In [None]:
from talk_rag_scheduler.indexing_pipeline import (
    remote_files_generator,
)

from talk_rag_scheduler.bench_retrieval import (
    bench_bm25_retrieval,
    bench_vector_retrieval,
    pretty_confusion_info,
    pretty_scores_info,
)

## Init Benchmark

In [None]:
source_files = list(remote_files_generator())  # requires files to be already downloaded
n_documents = len(source_files)
n_documents
top_k = 10

## Bench BM25 Retrieval

In [None]:
is_true_positive, confusion_matrix = bench_bm25_retrieval(top_k=top_k)
print(is_true_positive)
print(pretty_confusion_info(confusion_matrix))
print(pretty_scores_info(confusion_matrix, top_k=top_k))

## Bench Vector Retrieval

In [None]:
is_true_positive, confusion_matrix = bench_vector_retrieval(top_k=top_k)
print(is_true_positive)
print(pretty_confusion_info(confusion_matrix))
print(pretty_scores_info(confusion_matrix, top_k=top_k))

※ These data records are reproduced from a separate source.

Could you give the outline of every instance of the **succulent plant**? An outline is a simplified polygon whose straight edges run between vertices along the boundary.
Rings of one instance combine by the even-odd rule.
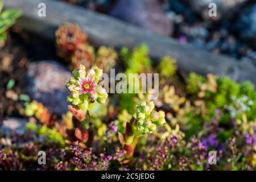
[[[118,138],[127,158],[134,152],[139,136],[152,133],[157,126],[166,123],[163,111],[156,111],[153,102],[143,102],[137,106],[137,118],[133,117],[126,123],[125,134],[118,133]]]
[[[168,78],[173,76],[177,71],[176,60],[170,56],[163,57],[158,67],[160,76]]]
[[[68,101],[84,110],[88,109],[89,103],[96,101],[100,104],[105,103],[108,93],[102,86],[98,85],[102,74],[102,70],[96,66],[86,72],[85,67],[80,65],[73,71],[74,77],[66,84],[71,93],[67,97]]]
[[[69,79],[66,88],[70,92],[67,101],[71,103],[68,106],[73,114],[74,129],[70,130],[69,136],[75,136],[80,141],[91,143],[93,138],[92,130],[89,130],[88,120],[89,110],[93,112],[93,104],[97,102],[104,104],[108,93],[101,85],[98,85],[102,70],[93,66],[86,72],[85,67],[80,65],[73,71],[73,77]],[[85,125],[87,127],[85,127]]]
[[[51,115],[48,109],[44,106],[43,104],[36,101],[25,104],[24,113],[28,117],[35,115],[39,121],[46,125],[50,124]]]
[[[80,44],[74,52],[71,61],[72,68],[78,68],[80,64],[90,68],[95,59],[94,48],[89,45]]]
[[[102,69],[104,73],[109,73],[115,65],[118,55],[114,48],[101,46],[97,51],[95,65]]]
[[[18,10],[7,9],[2,11],[4,3],[3,1],[0,1],[0,47],[4,46],[6,40],[6,31],[22,15],[22,11]]]

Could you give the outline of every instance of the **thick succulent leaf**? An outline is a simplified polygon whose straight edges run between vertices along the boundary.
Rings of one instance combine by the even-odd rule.
[[[14,23],[10,20],[0,20],[0,34],[6,31]]]

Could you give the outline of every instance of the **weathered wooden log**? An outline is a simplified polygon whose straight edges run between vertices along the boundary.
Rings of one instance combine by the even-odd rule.
[[[5,1],[6,8],[23,11],[23,16],[17,22],[18,26],[52,40],[58,26],[67,22],[77,23],[88,34],[89,41],[94,46],[132,48],[144,43],[149,47],[150,56],[155,60],[170,55],[177,59],[178,67],[185,71],[228,76],[238,81],[250,80],[256,84],[256,68],[251,64],[237,62],[232,58],[212,54],[189,44],[181,44],[173,39],[105,15],[52,0]],[[38,5],[42,2],[46,5],[46,17],[38,15]]]

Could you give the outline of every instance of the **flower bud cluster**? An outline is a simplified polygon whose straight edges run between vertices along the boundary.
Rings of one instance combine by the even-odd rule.
[[[153,102],[143,102],[138,106],[137,126],[133,128],[136,133],[151,133],[157,126],[162,126],[166,122],[164,112],[162,110],[158,112],[154,108]]]
[[[98,85],[102,75],[102,70],[96,66],[86,72],[85,67],[80,64],[78,69],[73,71],[73,77],[65,85],[70,92],[67,101],[83,110],[88,109],[89,103],[96,101],[100,104],[105,103],[108,93],[101,85]]]

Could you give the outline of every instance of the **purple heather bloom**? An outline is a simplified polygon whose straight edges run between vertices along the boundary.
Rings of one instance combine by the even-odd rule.
[[[246,144],[256,144],[256,136],[255,135],[251,136],[249,133],[246,134],[245,135]]]
[[[221,111],[220,109],[215,109],[215,113],[216,113],[218,116],[221,116]]]
[[[107,156],[107,158],[108,158],[108,159],[109,159],[109,160],[112,160],[112,158],[113,158],[111,155],[108,155]]]
[[[202,143],[205,146],[206,150],[208,150],[210,147],[217,147],[218,145],[218,141],[216,139],[216,134],[211,134],[208,138],[202,139]]]
[[[204,147],[204,144],[203,144],[202,142],[198,142],[198,147],[199,148],[200,150],[202,149]]]

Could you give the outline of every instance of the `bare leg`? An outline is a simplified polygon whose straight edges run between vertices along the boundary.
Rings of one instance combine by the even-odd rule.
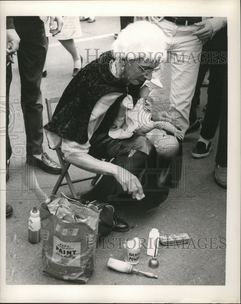
[[[82,67],[81,60],[74,39],[59,40],[59,41],[72,56],[74,60],[74,68],[81,69]]]
[[[46,37],[47,39],[47,51],[48,52],[48,49],[49,48],[49,37]],[[46,57],[47,57],[47,54],[46,54]],[[45,59],[45,61],[44,62],[44,66],[43,67],[43,71],[44,72],[46,70],[46,59]]]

## Bench Vector Retrieval with document Splitting

In [None]:
is_true_positive, confusion_matrix = bench_vector_retrieval(
    top_k=top_k, mode="semantic_split"
)
print(is_true_positive)
print(pretty_confusion_info(confusion_matrix))
print(pretty_scores_info(confusion_matrix, top_k=top_k))

## Improvement Options

* The above only tries retrieval over a single query. To get confidence in the retrieval quality,
  we should craft a much larger dataset.
* haystack provides a number of resources on evaluation:
    * [docs/evaluation](https://docs.haystack.deepset.ai/docs/evaluation)
    * [docs/evaluators](https://docs.haystack.deepset.ai/docs/evaluators)
    * [tutorials/guide_evaluation](https://haystack.deepset.ai/tutorials/guide_evaluation)
    * [tutorials/05_evaluation](https://haystack.deepset.ai/tutorials/05_evaluation)
    * [tutorials/35_evaluating_rag_pipelines](https://haystack.deepset.ai/tutorials/35_evaluating_rag_pipelines)
* Consult current literature:
    * [Large Language Models for Software Engineering: A Systematic Literature Review](https://arxiv.org/pdf/2308.10620v6)
    * [Retrieval-Augmented Generation for Large Language Models: A Survey](https://arxiv.org/pdf/2312.10997)